Bug due to artitecture made only the last role to take effect.
Applies to: Centrify Suite 2015.1 (5.2.3) and below.
The issue applies to all the releases prior to Centrify Suite 2016. If the same role is assigned from multiple role assignments only the settings in the last role are used.
Due to a design limitation, for a given role with multiple role-assignments, it will only recognize the last one, even though it can list all of them. The problem is that later in processing, the role assignments wind up in a map keyed by role name which only has one slot. Therefore the last one wins.
Example: This issue can be reproduced on Fedora Server 22 with cdc build 5.2.3-429
1. Install cdc and join to domain 2. Assign Unix Login role to zone AD user nekou1 then assign same role to nekog1(group of nekou1) 3. Run "adflush -f; dzinfo nekou1"
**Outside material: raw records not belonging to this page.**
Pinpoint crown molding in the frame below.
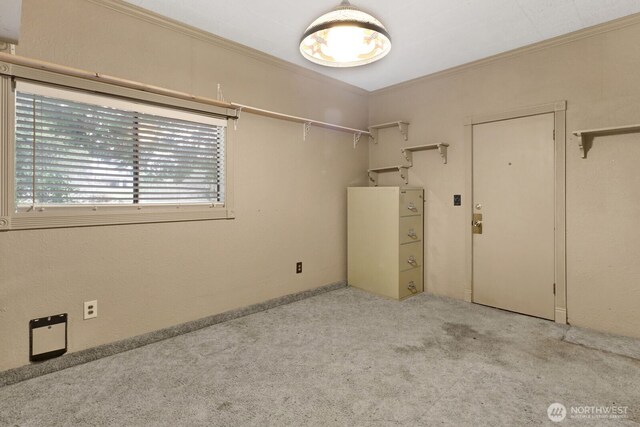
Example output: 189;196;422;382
369;13;640;95
86;0;370;95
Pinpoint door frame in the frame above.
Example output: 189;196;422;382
464;101;567;324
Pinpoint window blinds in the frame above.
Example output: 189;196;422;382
15;85;225;208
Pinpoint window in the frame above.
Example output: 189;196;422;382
1;81;226;228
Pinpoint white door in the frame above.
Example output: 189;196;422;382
473;113;555;319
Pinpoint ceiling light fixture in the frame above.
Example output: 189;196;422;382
300;0;391;67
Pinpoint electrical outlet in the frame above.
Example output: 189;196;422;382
84;300;98;320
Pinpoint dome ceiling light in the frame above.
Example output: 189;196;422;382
300;0;391;67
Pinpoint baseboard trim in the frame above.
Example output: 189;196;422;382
0;280;347;387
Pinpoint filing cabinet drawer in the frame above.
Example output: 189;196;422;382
400;216;422;244
400;242;422;271
400;190;424;216
347;187;425;300
398;267;424;299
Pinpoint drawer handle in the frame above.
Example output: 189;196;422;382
407;280;418;294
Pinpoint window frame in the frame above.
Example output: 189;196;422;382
0;67;235;231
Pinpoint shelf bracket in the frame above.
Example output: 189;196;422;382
402;148;413;166
369;171;378;187
398;122;409;141
369;128;378;144
398;166;409;185
576;132;591;159
573;124;640;159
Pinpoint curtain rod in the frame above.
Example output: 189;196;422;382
0;52;371;137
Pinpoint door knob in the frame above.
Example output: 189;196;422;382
407;280;418;294
471;214;482;234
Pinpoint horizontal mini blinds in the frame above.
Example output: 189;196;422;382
16;91;225;208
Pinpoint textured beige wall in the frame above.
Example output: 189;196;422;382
0;0;368;370
370;16;640;337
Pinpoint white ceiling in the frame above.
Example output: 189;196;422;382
128;0;640;90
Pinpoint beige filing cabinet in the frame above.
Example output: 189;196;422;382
347;187;424;299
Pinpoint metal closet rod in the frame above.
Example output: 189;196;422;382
0;52;370;135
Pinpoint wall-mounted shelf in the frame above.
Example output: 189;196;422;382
369;165;410;187
369;120;409;144
573;125;640;159
402;142;449;166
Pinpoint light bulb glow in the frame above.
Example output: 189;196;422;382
326;26;371;62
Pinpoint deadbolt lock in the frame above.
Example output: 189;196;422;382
471;214;482;234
[root@fcs22v3 523429]# dzinfo nekou1 User: nekou1 Forced into restricted environment: No Role Name Avail Restricted Env --------------- ----- -------------- UNIX Login/neko Yes None UNIX Login/neko No None >>> Get two same roles here. This is incorrect.
4. Run "dzinfo -f nekou1"
[root@fcs22v3 523429]# dzinfo -A -f nekou1 nekou1:ROLE:Local User:No nekou1:ROLE:Role Name:UNIX Login/neko nekou1:ROLE:Description:Predefined system role for general UNIX login users. nekou1:ROLE:Avail:Yes nekou1:ROLE:Restricted Env:None nekou1:ROLE:Effective:Immediate nekou1:ROLE:Expires:Never nekou1:ROLE:Available Hours:Always nekou1:ROLE:NEXT:======== nekou1:ROLE:Role Name:UNIX Login/neko >>> Get two same roles. This is incorrect. ===================
This is fixed in Suite 2016 ( adclient version 5.3.0).
In this version when same role is assigned to an user through multiple role assignment, previously dzinfo incorrectly displayed as there were multiple roles assigned to user and the shown-up as multiple role properties and role assignment properties. This issue has been fixed, and dzinfo will show one role, with one role properties and multiple role assignment properties.